As Barcelona and Real Madrid make their plays for Neymar with offers that include key players going back to PSG, take a look at some of the most high-profile player swaps in recent history.
Barcelona has its reasons, and it appears to be doing everything it can to secure the return of Neymar. That includes a number of reported swap deals with PSG, with the players rumored to be included spanning from Ousmane Dembele to Ivan Rakitic to Nelson Semedo and beyond. Philippe Coutinho, prior to moving to Bayern Munich on loan, had also been touted as a possible makeweight.
Real Madrid, too, is said to be making a play for Neymar, with an audacious reported offer of Gareth Bale, James Rodriguez, Keylor Navas and cash evidently not something PSG is interested in receiving in return.
Player swaps have varied degrees of success through recent history, and here are six of the most high-profile swaps–and which team came off better in the long run for it.
William Gallas for Ashley Cole
Gallas was a good servant for Arsenal, but the center back was no way near achieving the levels of success enjoyed by Ashley Cole at Stamford Bridge following their switch in 2006.
Chelsea acquired arguably the world's greatest left back for the modest price of £5m and a defender who was threatening to score own goals; it should be pretty easy to see which club got the worse end of the stick here.

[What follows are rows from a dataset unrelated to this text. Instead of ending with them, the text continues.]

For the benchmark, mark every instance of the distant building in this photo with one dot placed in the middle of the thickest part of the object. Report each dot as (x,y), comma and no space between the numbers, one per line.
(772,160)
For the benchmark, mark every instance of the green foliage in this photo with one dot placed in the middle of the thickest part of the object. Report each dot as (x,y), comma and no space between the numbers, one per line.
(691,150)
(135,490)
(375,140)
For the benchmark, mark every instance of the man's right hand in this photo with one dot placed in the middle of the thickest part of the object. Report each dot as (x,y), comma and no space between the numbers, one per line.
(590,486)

Cole was an integral part of a side that won four FA Cups, the 2013 Europa League, one League Cup and a Champions League title, while also ending Manchester United's run of three successive top-flight triumphs.
In comparison, Gallas' finest achievement in north London was finishing third.

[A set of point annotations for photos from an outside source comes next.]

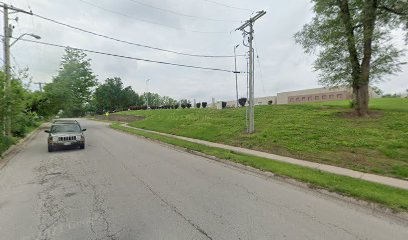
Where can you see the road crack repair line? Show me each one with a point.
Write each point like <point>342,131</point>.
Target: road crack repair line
<point>100,219</point>
<point>168,204</point>
<point>52,210</point>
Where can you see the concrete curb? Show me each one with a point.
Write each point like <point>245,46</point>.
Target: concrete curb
<point>14,149</point>
<point>389,181</point>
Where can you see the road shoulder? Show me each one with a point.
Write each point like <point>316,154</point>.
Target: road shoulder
<point>377,197</point>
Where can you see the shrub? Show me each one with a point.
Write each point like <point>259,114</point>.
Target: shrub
<point>242,101</point>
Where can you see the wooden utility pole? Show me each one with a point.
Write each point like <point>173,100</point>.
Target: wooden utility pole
<point>250,23</point>
<point>7,83</point>
<point>8,34</point>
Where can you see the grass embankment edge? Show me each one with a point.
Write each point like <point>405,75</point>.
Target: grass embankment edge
<point>393,198</point>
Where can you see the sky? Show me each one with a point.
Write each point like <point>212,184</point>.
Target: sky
<point>205,27</point>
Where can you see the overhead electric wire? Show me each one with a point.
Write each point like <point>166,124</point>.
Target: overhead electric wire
<point>132,43</point>
<point>147,21</point>
<point>181,14</point>
<point>228,6</point>
<point>127,57</point>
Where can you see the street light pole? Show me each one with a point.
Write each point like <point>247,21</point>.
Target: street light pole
<point>236,76</point>
<point>250,23</point>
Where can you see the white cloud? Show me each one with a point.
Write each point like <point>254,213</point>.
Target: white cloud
<point>283,64</point>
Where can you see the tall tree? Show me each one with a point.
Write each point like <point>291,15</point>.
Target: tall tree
<point>352,41</point>
<point>111,96</point>
<point>71,89</point>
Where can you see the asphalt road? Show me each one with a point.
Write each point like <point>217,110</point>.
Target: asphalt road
<point>125,187</point>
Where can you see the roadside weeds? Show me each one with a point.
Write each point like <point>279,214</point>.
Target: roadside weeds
<point>15,148</point>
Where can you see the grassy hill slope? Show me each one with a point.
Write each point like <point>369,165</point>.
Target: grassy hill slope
<point>319,132</point>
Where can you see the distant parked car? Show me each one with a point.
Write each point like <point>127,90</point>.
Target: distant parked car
<point>65,121</point>
<point>65,135</point>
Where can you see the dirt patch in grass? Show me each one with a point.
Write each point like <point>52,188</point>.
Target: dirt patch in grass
<point>120,118</point>
<point>354,115</point>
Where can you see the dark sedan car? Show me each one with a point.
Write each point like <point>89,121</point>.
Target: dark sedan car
<point>65,135</point>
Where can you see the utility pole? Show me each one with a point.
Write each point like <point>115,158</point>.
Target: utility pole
<point>147,93</point>
<point>7,83</point>
<point>40,85</point>
<point>250,23</point>
<point>8,34</point>
<point>236,76</point>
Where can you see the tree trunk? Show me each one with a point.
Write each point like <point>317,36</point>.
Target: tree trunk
<point>370,13</point>
<point>346,18</point>
<point>363,98</point>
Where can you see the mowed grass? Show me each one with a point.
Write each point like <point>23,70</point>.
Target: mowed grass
<point>393,198</point>
<point>319,132</point>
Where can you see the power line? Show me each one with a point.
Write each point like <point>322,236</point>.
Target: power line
<point>228,6</point>
<point>146,21</point>
<point>131,43</point>
<point>127,57</point>
<point>181,14</point>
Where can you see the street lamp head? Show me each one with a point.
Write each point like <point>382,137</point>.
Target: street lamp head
<point>35,36</point>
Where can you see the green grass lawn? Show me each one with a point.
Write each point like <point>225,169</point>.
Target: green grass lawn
<point>316,132</point>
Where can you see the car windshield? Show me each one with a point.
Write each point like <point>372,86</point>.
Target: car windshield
<point>66,128</point>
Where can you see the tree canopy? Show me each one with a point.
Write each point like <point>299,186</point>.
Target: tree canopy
<point>353,43</point>
<point>71,89</point>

Fabian Carini for Fabio Cannavaro
Carini spent his time at Juventus as understudy to Gianluigi Buffon, with the Uruguayan failing to make an appearance for the Bianconeri in Serie A before being shipped out on loan to Standard Liege for two years.
Nevertheless, Inter viewed him as equal in value to Cannavaro, with the Nerazzurri nonchalantly agreeing to a trade. The latter went on to play in all but two of Juve's league fixtures in the two seasons that followed, with the club collecting the Scudetto in both.
The Calciopoli scandal saw the Old Lady stripped of both titles and relegated to Serie B - Cannavaro deciding to leave as a result - but that wouldn't stop Cannavaro captaining Italy to victory at the 2006 World Cup.
Zlatan Ibrahimovic for Samuel Eto'o
There can be zero doubts that Inter were the main beneficiaries of this controversial transfer in 2009 after they sent Barcelona tumbling out of the Champions League in Eto'o's first campaign at the San Siro.
The Cameroonian didn't manage to get on the scoresheet in either leg of their semifinal encounter, but that is also true of Ibrahimovic. Fortunately for Eto'o, he ended the season as ruler of Europe, while the Swede ended it in a fit of rage.
Zlatan was unable to cope with the Lionel Messi love-fest at the Nou Camp - as well as Pep Guardiola's infamous intensity - and left Catalonia after just 13 months. It's ludicrous that Barcelona let go of a first-rate finisher and £59m for a year of tantrums and poor form from Ibrahimovic.
David Luiz for Nemanja Matic
On the face of it, this was terrible business from Roman Abramovich. He forked out £20m to bring in David Luiz during the winter of 2011, with Matic also joining Benfica to sweeten the deal.
Then again, Luiz was in the starting lineup for what remains the Blues' finest hour: their penalty-shootout victory over Bayern Munich in the 2012 Champions League final. The defender was likewise selected to play against - of all teams - Benfica as they won the Europa League the following season.
So, it seems the Portuguese outfit fared better in terms of financial rewards, whilst Chelsea enjoyed on-field glory. They both have reasons to be cheerful.
Ricardo Quaresma for Deco
Quaresma is the king of flattering to deceive. A virtuoso talent who never entirely fulfilled his potential, the forward will likely look back on his career and wonder what could have been.
Eager to be rid of him after a number of altercations, Barcelona coach Frank Rijkaard must have been counting his lucky stars when Porto bid €15m and the highly-rated Deco to bring him to the Estádio do Dragão in 2004.
During Quaresma's troublesome time in Spain, his counterpart was busy earning himself a continental crown with Jose Mourinho. Deco would earn another Champions League medal with La Blaugrana, among numerous other honors.
Henrikh Mkhitaryan for Alexis Sanchez
Alexis rakes in at least £350,000-a-week at Old Trafford, though that figure is normally bolstered by a further £150,000 in add-ons, but he has not done a thing since signing to command such an astronomical wage?
The Chilean has an absolutely dire strike rate of one goal every nine matches for United, a ratio that is eclipsed by makeweight Mkhitaryan, who scores once in every six.
It's a tragedy and a comedy wrapped into one big tale of decline and disgrace. The Red Devils tried so desperately to get one up on neighbors Manchester City and they've only succeeded in making themselves a laughingstock.